In exchange, said Maria Teresa Romero, a retired professor of international relations at Caracas's Central University of Venezuela, Mr. Castro sent doctors and teachers to deliver services to the poor, making Mr. Chavez hugely popular for a time. Cuba also dispatched intelligence agents and security specialists, who helped suppress the opposition and keep the Chavez regime in power.
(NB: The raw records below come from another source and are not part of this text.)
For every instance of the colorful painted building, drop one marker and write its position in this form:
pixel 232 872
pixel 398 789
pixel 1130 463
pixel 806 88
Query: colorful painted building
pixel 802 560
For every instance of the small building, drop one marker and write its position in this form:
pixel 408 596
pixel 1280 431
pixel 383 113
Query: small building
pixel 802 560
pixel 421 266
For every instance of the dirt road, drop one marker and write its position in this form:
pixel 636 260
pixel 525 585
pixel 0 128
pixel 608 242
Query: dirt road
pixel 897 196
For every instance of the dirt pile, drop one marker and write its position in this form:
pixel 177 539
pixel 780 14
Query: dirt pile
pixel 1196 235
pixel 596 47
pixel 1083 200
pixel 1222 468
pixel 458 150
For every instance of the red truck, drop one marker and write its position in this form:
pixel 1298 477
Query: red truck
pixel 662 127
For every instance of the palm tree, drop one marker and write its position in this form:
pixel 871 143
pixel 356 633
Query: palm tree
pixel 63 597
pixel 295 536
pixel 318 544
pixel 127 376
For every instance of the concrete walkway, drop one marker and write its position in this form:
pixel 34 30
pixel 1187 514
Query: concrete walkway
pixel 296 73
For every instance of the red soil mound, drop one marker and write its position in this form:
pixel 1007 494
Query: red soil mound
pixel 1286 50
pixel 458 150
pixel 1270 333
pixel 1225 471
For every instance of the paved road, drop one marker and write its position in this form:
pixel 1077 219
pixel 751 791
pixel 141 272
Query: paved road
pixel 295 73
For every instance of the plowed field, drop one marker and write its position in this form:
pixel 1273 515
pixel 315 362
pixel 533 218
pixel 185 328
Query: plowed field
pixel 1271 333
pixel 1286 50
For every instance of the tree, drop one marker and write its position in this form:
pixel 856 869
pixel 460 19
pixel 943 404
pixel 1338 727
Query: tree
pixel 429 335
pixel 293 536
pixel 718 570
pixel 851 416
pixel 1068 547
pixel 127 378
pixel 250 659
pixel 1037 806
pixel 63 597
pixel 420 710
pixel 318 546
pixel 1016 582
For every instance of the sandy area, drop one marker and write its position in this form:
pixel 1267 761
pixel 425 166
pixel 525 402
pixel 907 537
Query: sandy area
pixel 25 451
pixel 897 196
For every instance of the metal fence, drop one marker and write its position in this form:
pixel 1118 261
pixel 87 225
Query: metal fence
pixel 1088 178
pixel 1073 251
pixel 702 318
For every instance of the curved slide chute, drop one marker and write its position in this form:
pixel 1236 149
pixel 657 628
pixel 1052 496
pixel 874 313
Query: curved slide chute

Mr. Chavez died of cancer in Cuba in 2013, and his successor, Mr. Maduro, was anointed by the Castros. The extent of Cuban involvement in the running of Venezuela's government today remains murky and hotly debated in the country, but Mr. Maduro has managed to hold on to power even as annual inflation is reportedly running at almost 500 per cent and the country is critically short of food and medical supplies.
Mr. Castro influenced more than one generation of politicians. "In the 1960s and 70s, he represented a different way of doing politics, taking up arms, carrying out revolution," said Marina Chiaramonte, a historian at the National University of San Martin in Buenos Aires. "Young people loved what they saw when they looked at Cuba, a free country, a sovereign country. And the way he confronted the Americans – he was not intimidated by them."
"In our worst moments, when dictatorships dominated the principal nations of the region, the courage of Fidel Castro and the example of the Cuban revolution inspired those who resisted tyranny," Mr. da Silva said in a statement on Saturday. Mr. Castro's efforts to undermine those dictatorships yielded little.
But he had a resurgence of popularity in the late 1990s, when leftist parties were elected across the region. The new leftists were neopopulist governments that mixed their ambitions for social welfare with open economies. They have not fared well of late. Brazil is in its deepest recession in nearly a century and impeached Ms. Rousseff in September; Argentines ended the rule of the populist Kirchners a year ago, with the country's economy in tatters. Polls suggest frustrated Chileans will not return Ms. Bachelet's party to office in Chile next year.
Nevertheless, Mr. Castro's image was rehabilitated, says Joaquin Fermandois, a historian at the Catholic University of Santiago. "He has been forgiven – he did not share the fate of Pinochet," he said, comparing Mr. Castro with Chile's late military dictator, who died a regional pariah even though he led a transition to democracy, something Mr. Castro resisted to the end.